Les conclusions de ces études posent différents constats. Ceux-ci permettent d’envisager dans quelle mesure le travail à temps partiel ou à temps plein représente réellement un libre choix pour les femmes.

Tout d’abord, il y a le constat que les femmes qui se retrouvent face à ce choix ont généralement un faible niveau d’instruction, ou sont revenues sur le marché du travail après une période d’absence. Dans ces conditions, «elles sont plus ou moins obligées de saisir toutes les opportunités qui se présentent, même si celles-ci prennent la forme d’un emploi à temps partiel».

Second constat: le rôle important de la situation familiale dans le degré de satisfaction des personnes par rapport à leur temps partiel, «et en particulier le fait qu’il y ait ou non un autre revenu que le leur». L’absence de sources de revenus, à l’instar de faibles qualifications, induisent par nécessité le choix d’un emploi à TP par de jeunes travailleuses, qui «ne se rendent souvent pas compte que ce choix les bloquera pour le reste de leur carrière, et qu’elles risquent de se retrouver dans une situation de travail et de vie précaire». En ce qui concerne le secteur du nettoyage, ce choix ne serait volontaire qu’en apparence: «avec leur profil et le contexte, elles entrent dans un segment du marché du travail où les options sont limitées».

L’étude se conclut par un appel aux entreprises: «[Elles] doivent comprendre que le fait de travailler avec du personnel à temps partiel ne les autorise pas à augmenter le rythme de travail et la flexibilité requise à un niveau qu’un travailleur à temps plein occupant une fonction similaire ne pourrait jamais atteindre. Comme point de repère, on peut partir du principe qu’il devrait toujours être possible pour un travailleur à TP de prendre un autre emploi complémentaire».

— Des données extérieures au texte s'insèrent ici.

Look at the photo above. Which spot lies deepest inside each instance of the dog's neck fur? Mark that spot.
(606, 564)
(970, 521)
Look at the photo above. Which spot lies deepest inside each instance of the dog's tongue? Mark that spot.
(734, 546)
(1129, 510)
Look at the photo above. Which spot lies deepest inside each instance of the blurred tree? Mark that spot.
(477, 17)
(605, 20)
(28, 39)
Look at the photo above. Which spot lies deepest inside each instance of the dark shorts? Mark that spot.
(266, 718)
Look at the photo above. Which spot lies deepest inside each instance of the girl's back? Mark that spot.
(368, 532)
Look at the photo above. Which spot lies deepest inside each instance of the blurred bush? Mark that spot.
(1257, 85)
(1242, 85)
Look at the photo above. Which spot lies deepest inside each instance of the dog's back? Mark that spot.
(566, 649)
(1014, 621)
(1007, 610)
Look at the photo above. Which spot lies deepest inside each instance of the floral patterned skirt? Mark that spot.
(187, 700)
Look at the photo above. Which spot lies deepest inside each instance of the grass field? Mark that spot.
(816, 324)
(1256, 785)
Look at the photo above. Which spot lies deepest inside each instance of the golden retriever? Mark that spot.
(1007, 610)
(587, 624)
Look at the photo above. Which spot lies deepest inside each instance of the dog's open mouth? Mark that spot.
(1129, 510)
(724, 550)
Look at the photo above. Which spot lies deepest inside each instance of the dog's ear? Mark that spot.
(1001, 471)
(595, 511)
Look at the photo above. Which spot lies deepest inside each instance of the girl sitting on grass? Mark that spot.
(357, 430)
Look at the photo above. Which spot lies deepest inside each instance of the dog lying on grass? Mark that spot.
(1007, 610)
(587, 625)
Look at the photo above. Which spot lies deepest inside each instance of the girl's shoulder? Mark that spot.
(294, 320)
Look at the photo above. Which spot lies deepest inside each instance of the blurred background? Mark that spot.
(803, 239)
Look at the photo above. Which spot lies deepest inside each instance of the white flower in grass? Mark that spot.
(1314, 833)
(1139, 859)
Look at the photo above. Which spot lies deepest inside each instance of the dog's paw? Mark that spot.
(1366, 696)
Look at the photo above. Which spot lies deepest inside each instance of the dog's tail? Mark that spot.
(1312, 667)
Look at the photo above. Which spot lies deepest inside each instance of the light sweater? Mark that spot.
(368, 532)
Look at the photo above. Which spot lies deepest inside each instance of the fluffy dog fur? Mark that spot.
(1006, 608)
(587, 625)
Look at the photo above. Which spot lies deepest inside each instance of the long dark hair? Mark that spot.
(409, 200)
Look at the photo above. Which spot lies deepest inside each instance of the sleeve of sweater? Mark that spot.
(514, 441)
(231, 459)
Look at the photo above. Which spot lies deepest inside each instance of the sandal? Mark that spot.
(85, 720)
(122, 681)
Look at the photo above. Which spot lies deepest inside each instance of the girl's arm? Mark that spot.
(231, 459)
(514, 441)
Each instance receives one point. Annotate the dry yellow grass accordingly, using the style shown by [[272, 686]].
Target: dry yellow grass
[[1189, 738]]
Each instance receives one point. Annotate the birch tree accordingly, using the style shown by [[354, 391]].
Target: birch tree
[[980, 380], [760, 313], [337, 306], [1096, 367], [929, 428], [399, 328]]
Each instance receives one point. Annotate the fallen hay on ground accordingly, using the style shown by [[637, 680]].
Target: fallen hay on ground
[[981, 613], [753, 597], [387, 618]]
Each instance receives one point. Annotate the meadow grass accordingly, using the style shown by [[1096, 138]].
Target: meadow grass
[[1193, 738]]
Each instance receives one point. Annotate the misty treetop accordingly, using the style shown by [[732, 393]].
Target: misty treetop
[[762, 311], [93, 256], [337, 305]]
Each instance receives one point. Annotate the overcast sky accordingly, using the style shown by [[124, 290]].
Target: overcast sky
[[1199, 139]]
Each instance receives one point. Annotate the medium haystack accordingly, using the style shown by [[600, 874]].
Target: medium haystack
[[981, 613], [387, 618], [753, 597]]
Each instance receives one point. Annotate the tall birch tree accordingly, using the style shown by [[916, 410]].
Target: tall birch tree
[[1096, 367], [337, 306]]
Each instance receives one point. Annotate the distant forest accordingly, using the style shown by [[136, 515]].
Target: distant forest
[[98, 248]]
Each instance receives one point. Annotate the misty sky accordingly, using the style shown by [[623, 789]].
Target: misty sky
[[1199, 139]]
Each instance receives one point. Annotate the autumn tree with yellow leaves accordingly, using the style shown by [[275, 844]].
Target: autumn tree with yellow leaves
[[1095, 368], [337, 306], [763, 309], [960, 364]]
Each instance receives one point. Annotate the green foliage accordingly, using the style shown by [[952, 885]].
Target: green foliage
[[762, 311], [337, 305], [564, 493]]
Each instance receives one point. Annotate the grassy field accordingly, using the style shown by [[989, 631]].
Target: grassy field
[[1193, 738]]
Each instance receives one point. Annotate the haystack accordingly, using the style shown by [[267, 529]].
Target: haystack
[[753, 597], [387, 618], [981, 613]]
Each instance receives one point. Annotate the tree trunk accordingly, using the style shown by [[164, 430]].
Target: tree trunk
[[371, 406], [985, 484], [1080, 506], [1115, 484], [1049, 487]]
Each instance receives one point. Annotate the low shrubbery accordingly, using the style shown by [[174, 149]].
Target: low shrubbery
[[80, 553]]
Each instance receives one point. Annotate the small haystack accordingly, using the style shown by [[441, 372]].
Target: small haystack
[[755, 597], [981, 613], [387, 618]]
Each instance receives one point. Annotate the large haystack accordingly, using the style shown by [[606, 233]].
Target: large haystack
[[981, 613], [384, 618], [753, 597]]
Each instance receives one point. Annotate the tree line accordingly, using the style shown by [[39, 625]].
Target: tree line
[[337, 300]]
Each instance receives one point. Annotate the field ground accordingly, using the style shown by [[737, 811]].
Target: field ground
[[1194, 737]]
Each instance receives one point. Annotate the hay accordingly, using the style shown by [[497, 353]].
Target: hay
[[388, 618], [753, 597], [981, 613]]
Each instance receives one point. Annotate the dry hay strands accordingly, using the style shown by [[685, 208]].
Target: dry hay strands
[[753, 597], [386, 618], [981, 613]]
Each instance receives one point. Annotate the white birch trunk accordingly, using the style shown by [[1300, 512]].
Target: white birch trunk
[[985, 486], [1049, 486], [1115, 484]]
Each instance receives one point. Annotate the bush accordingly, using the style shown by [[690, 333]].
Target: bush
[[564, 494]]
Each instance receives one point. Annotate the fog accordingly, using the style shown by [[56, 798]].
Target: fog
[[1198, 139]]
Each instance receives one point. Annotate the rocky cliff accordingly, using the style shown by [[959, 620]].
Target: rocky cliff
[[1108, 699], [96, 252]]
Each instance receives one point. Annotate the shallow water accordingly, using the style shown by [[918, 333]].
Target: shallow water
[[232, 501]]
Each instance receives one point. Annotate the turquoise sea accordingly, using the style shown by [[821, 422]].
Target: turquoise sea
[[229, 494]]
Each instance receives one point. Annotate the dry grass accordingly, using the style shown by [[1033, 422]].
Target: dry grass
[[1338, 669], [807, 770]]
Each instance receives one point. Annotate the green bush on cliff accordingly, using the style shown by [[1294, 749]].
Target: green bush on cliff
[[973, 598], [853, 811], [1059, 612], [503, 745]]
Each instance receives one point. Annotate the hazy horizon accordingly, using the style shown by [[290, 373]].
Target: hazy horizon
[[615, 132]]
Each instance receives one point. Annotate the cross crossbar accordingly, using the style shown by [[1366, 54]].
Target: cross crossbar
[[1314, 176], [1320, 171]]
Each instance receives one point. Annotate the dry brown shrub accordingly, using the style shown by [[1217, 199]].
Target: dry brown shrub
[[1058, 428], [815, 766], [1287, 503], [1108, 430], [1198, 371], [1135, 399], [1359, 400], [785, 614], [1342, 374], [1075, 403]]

Rompre la spirale de la flexibilité

Dans les secteurs où la flexibilité est importante, les femmes sont plus nombreuses que les hommes. La CSC rappelle que les modalités d’organisation du travail doivent être aussi bénéfiques pour les hommes et les femmes, et appelle à stopper cette spirale à la flexibilité. À l’occasion de son congrès de 2019, la CSC a voté une résolution prévoyant qu’un test de genre devrait pouvoir être réalisé pour chaque mesure: (introduction de) flexibilité, nouveaux modes de rémunération, déplacements domicile-travail… Ces tests permettront de mesurer s’il n’y a pas des impacts plus importants pour les femmes que pour les hommes.

1. Enquête sur le caractère (in)volontaire du temps partiel féminin, ULB, 2020.
2. Temps partiel (in)volontaire parmi les travailleuses de la vente, du nettoyage et des maisons de repos et de soins: étude qualitative, KU Leuven, 2021.
3. Sur base d’un échantillon relativement faible, ces résultats doivent être appréhendés plutôt comme des indicateurs de tendance.